I’ve thoroughly loved my trusty Canon system for the last 6 years. With a kit of about 5 main components- a 5D Mark III, 17-40mm f/4, 24-70mm f/2.8, 70-200mm f/2.8 and 580ex II strobe, I’ve been able to shoot anything that comes my way- from events to portraits to landscapes. It’s no wonder the 5D is an industry standard for photojournalists and imaging professionals alike.
Recently I’ve been looking into getting a second 5D body (the new Mark IV) to have the added versatility of two bodies while shooting events- however, something else caught my eye: mirrorless…
Mirrorless cameras have exploded on the market in recent years and boast many gimmicky features that appear to upstage traditional DSLR’s; but do they match up? My only experience with mirrorless systems had been a Sony a6000 which shot impressive pictures for it’s size, but still lacked the dynamic range, color depth, and functionality of prosumer DSLR’s. Mirrorless cameras have been progressing fast, however, and I was drawn into the Fujifilm X-series (mainly due to aesthetic reasons- the old 35mm film camera vibe is right up my alley…). The stats check out on paper, and make this camera out to be a miracle at an affordable cost. Temptation got the best of me, and I forewent the safe option of another 5D and instead threw money at an XT3, 24-70mm f/2.8 (35mm equivalent) and 24mm f1.2 .
THE XT3 ARRIVES:
Upon receiving a huge B&H box with all the goodies, I tore through the packaging and quickly assembled my new camera kit like a kid on Christmas. I had a full week of assignments lined up for the newspaper which I work for, and decided it’d be good to put the camera through it’s paces and see how it performed shooting editorial assignments. I left my beloved Canon 5D Mark III in the office and set out with a sleek new mirrorless camera.
XT3 IN ACTION
So the aesthetics are sexy, the weight and size are nice, and the controls and layout are pretty intuitive. But how does it shoot? You can look at data and light analysis charts (or whatever the hell they use to compare camera sensors) all day, but in the end all I care about is the image it produces. So, here are some images I shot throughout the week for work and for fun…
FEATURES I LIKED
Shooting with the XT3 was actually pretty enjoyable. The dedicated ISO, aperture, shutter speed, and exposure dials were a nice touch (although still not as efficient to change as the 5D), AF worked well for what I used it for, and the ARTICULATING SCREEN! I love these so much for low angle shots, and I wish high end DSLR’s included these (although I can understand why they don’t- probably a durability issue). Overall the XT3 was a super enjoyable camera to shoot on, and I had a blast taking pictures with it. Did I mention it looks cool too?

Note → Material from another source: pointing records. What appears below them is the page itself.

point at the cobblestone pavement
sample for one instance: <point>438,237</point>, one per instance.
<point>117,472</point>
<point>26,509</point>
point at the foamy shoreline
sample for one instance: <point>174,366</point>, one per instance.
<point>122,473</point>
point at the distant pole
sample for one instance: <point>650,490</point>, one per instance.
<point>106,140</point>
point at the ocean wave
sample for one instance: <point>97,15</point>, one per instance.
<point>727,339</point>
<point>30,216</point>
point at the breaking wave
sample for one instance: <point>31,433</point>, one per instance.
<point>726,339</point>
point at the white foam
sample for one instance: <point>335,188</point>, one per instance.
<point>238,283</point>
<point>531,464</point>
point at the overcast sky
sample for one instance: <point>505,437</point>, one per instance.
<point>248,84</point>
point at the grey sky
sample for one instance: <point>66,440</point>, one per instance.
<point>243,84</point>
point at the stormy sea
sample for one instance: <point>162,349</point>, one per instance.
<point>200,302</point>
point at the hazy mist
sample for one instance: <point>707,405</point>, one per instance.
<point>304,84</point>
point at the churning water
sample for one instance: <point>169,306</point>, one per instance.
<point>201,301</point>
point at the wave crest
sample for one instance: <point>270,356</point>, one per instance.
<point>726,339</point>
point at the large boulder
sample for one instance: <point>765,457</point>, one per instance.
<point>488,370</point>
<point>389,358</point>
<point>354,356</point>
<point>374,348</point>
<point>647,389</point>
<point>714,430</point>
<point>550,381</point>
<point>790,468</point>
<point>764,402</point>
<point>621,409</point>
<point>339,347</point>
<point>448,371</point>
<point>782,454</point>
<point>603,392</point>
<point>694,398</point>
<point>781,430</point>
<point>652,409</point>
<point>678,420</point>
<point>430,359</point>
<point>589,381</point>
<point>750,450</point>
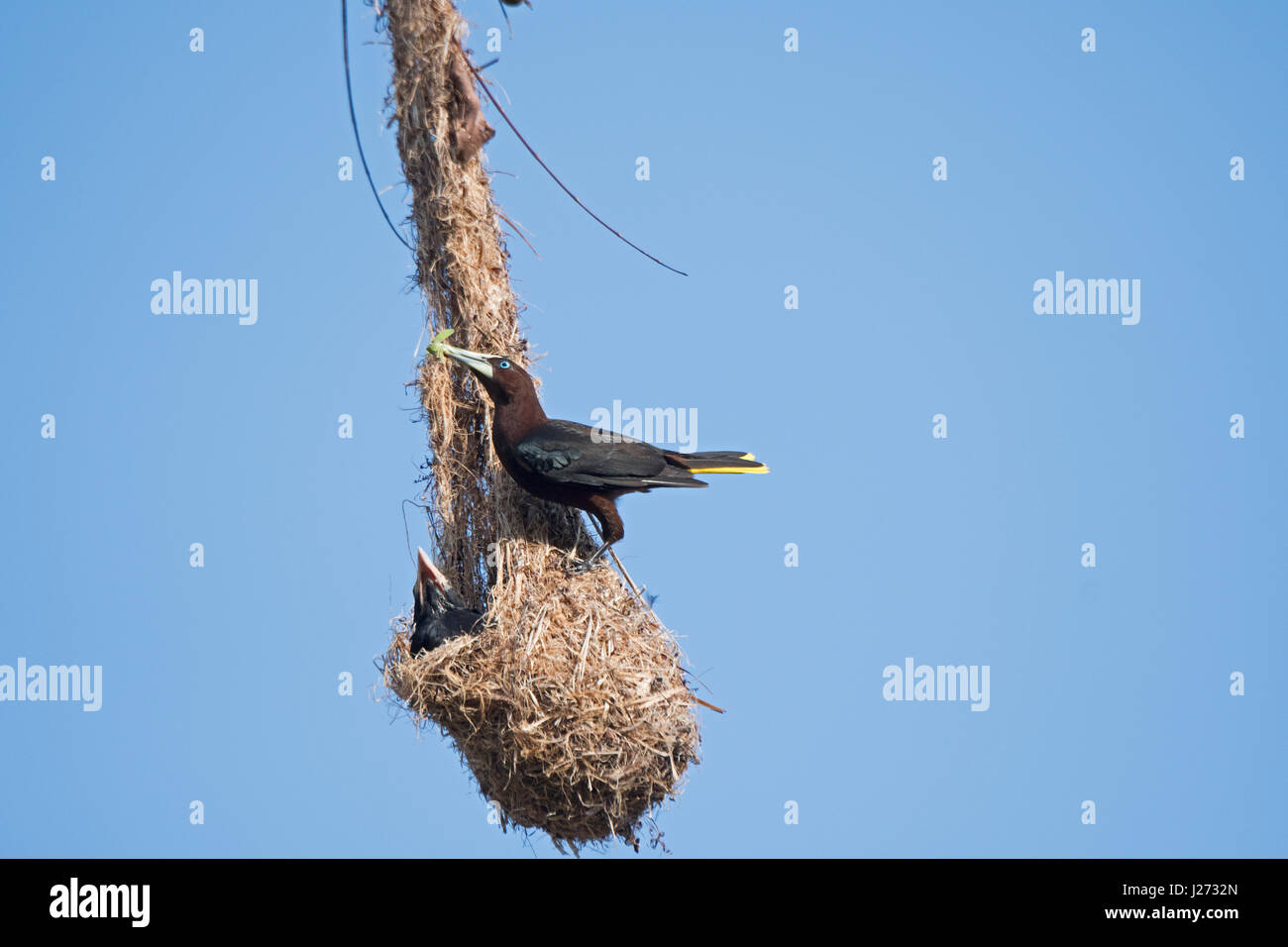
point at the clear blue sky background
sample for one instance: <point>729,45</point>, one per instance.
<point>768,169</point>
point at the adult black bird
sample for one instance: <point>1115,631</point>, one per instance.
<point>438,613</point>
<point>575,464</point>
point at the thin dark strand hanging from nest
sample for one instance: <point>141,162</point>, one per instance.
<point>555,176</point>
<point>353,119</point>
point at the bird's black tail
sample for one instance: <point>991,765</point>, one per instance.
<point>717,462</point>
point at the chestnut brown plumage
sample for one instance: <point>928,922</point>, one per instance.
<point>575,464</point>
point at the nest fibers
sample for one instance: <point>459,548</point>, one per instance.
<point>571,709</point>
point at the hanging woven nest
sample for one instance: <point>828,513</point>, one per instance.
<point>571,707</point>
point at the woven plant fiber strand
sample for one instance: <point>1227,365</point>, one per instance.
<point>571,707</point>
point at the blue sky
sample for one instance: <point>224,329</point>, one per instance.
<point>768,169</point>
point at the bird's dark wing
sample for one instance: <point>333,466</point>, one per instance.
<point>571,453</point>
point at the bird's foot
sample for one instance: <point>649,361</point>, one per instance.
<point>596,558</point>
<point>583,566</point>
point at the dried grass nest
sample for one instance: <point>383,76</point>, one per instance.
<point>571,707</point>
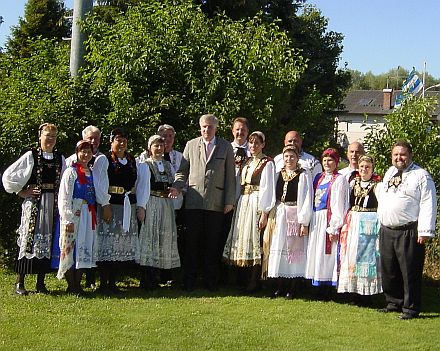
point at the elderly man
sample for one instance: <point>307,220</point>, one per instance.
<point>354,151</point>
<point>240,132</point>
<point>93,135</point>
<point>208,166</point>
<point>168,133</point>
<point>306,160</point>
<point>407,211</point>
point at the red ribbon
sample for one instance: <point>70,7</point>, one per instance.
<point>92,210</point>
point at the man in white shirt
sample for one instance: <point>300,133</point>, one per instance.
<point>407,212</point>
<point>306,160</point>
<point>208,167</point>
<point>168,133</point>
<point>354,151</point>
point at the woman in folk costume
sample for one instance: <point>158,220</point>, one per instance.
<point>35,177</point>
<point>243,246</point>
<point>289,236</point>
<point>77,207</point>
<point>359,239</point>
<point>123,197</point>
<point>329,209</point>
<point>158,234</point>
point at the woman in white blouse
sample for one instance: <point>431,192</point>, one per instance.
<point>35,177</point>
<point>243,246</point>
<point>77,207</point>
<point>158,234</point>
<point>329,208</point>
<point>123,195</point>
<point>288,235</point>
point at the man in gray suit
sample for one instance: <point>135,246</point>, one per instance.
<point>209,168</point>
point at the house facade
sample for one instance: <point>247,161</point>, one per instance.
<point>364,108</point>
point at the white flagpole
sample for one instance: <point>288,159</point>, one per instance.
<point>424,77</point>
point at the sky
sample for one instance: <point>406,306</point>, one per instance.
<point>379,35</point>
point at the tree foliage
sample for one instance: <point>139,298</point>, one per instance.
<point>167,62</point>
<point>411,122</point>
<point>42,19</point>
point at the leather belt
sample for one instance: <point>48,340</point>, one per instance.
<point>357,208</point>
<point>119,190</point>
<point>290,203</point>
<point>407,226</point>
<point>44,186</point>
<point>159,193</point>
<point>249,189</point>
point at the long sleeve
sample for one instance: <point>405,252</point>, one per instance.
<point>428,206</point>
<point>142,184</point>
<point>267,188</point>
<point>338,204</point>
<point>17,175</point>
<point>100,180</point>
<point>181,176</point>
<point>230,178</point>
<point>305,196</point>
<point>65,195</point>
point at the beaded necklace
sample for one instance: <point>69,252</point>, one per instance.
<point>287,177</point>
<point>39,165</point>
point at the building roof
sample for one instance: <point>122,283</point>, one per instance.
<point>370,102</point>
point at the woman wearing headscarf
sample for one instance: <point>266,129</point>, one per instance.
<point>77,207</point>
<point>359,254</point>
<point>243,246</point>
<point>158,234</point>
<point>121,191</point>
<point>35,177</point>
<point>329,209</point>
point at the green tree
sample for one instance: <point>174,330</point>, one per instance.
<point>167,62</point>
<point>42,19</point>
<point>412,122</point>
<point>322,84</point>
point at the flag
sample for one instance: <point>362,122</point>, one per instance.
<point>411,85</point>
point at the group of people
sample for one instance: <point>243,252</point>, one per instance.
<point>287,219</point>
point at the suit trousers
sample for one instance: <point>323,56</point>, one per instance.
<point>204,231</point>
<point>402,260</point>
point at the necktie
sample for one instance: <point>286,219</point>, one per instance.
<point>209,147</point>
<point>240,156</point>
<point>353,175</point>
<point>395,180</point>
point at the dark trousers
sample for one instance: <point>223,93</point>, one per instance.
<point>204,230</point>
<point>402,261</point>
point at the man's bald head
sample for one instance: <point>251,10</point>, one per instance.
<point>354,151</point>
<point>293,138</point>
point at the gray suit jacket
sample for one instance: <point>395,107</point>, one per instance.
<point>211,185</point>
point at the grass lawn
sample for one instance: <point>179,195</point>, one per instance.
<point>169,319</point>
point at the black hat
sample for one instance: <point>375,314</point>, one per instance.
<point>118,132</point>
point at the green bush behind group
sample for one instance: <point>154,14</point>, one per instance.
<point>153,62</point>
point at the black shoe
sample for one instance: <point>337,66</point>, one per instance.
<point>41,289</point>
<point>114,289</point>
<point>276,294</point>
<point>387,310</point>
<point>405,316</point>
<point>20,290</point>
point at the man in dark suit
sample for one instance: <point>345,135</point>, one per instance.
<point>209,168</point>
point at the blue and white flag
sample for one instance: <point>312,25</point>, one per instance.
<point>411,85</point>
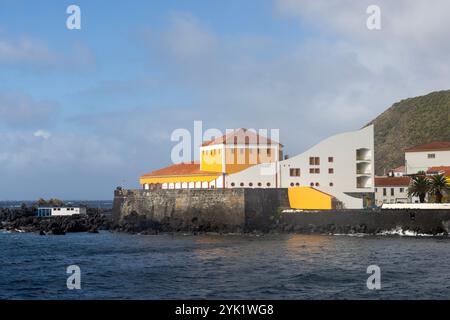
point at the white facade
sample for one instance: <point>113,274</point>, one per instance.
<point>423,206</point>
<point>341,165</point>
<point>422,160</point>
<point>391,194</point>
<point>60,211</point>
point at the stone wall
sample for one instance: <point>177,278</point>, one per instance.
<point>366,221</point>
<point>248,210</point>
<point>221,210</point>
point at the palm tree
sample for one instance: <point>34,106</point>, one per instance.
<point>439,186</point>
<point>419,187</point>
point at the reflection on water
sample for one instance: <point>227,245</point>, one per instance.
<point>121,266</point>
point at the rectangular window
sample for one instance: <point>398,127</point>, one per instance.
<point>314,161</point>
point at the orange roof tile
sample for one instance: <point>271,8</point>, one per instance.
<point>442,170</point>
<point>392,181</point>
<point>180,169</point>
<point>240,136</point>
<point>432,146</point>
<point>399,169</point>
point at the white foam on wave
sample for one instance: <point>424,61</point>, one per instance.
<point>393,232</point>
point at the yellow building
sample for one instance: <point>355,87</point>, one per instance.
<point>308,198</point>
<point>230,153</point>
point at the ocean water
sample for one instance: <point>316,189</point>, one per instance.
<point>123,266</point>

So, while I really enjoyed the size and weight of this camera, the classic aesthetics, functionality, and overall design, I wasn’t quite as moved as I had hoped. Maybe I’m just too invested in the Canon series, or comfortable with how it all works. I’ve definitely become accustomed to the colors and feel of Canon cameras, and it was kinda hard to let that go. After all, any photo I’ve taken and been proud of in the last 6 years has come from my 5DMIII. Plus, with Canon, you’re in a way also buying into a whole network of other professionals and support, like Canon Pro Services, and widely available accessories and lenses. Fujifilm is definitely more limited in that arena. And, even though DSLR’s are heavy and clunky, they are true workhorses that get the job done, and do it very well. I don’t think I’m quite ready to give up my old clunky DSLR, and for that reason, the XT3 is currently in a box headed back to B&H, where they’ll (hopefully) refund my money and I’ll put it towards the 5DIV- something familiar, dependable, and, well- safe. If I had the extra cash, I would definitely keep the XT3 and 16mm prime for fun personal projects and traveling- but every penny counts for me. In the end, if my return isn’t accepted, and they send it back, I think I’d be okay with using both systems in my workflow, and capitalizing on each of their talents.
However, even after all this experimenting and searching for ‘the perfect camera’, I have to remind myself- it’s about the image, not the gear it took to get there. There are pictures shot on iPhones that will convey more emotion and depth than anything I’ll probably ever shoot. So while it’s fun to geek out on gear occasionally (and is definitely important for delivering high-quality, print-worthy images in a commercial setting), I think now it’s time to binge on photo books and start reading about some of my photographer heroes.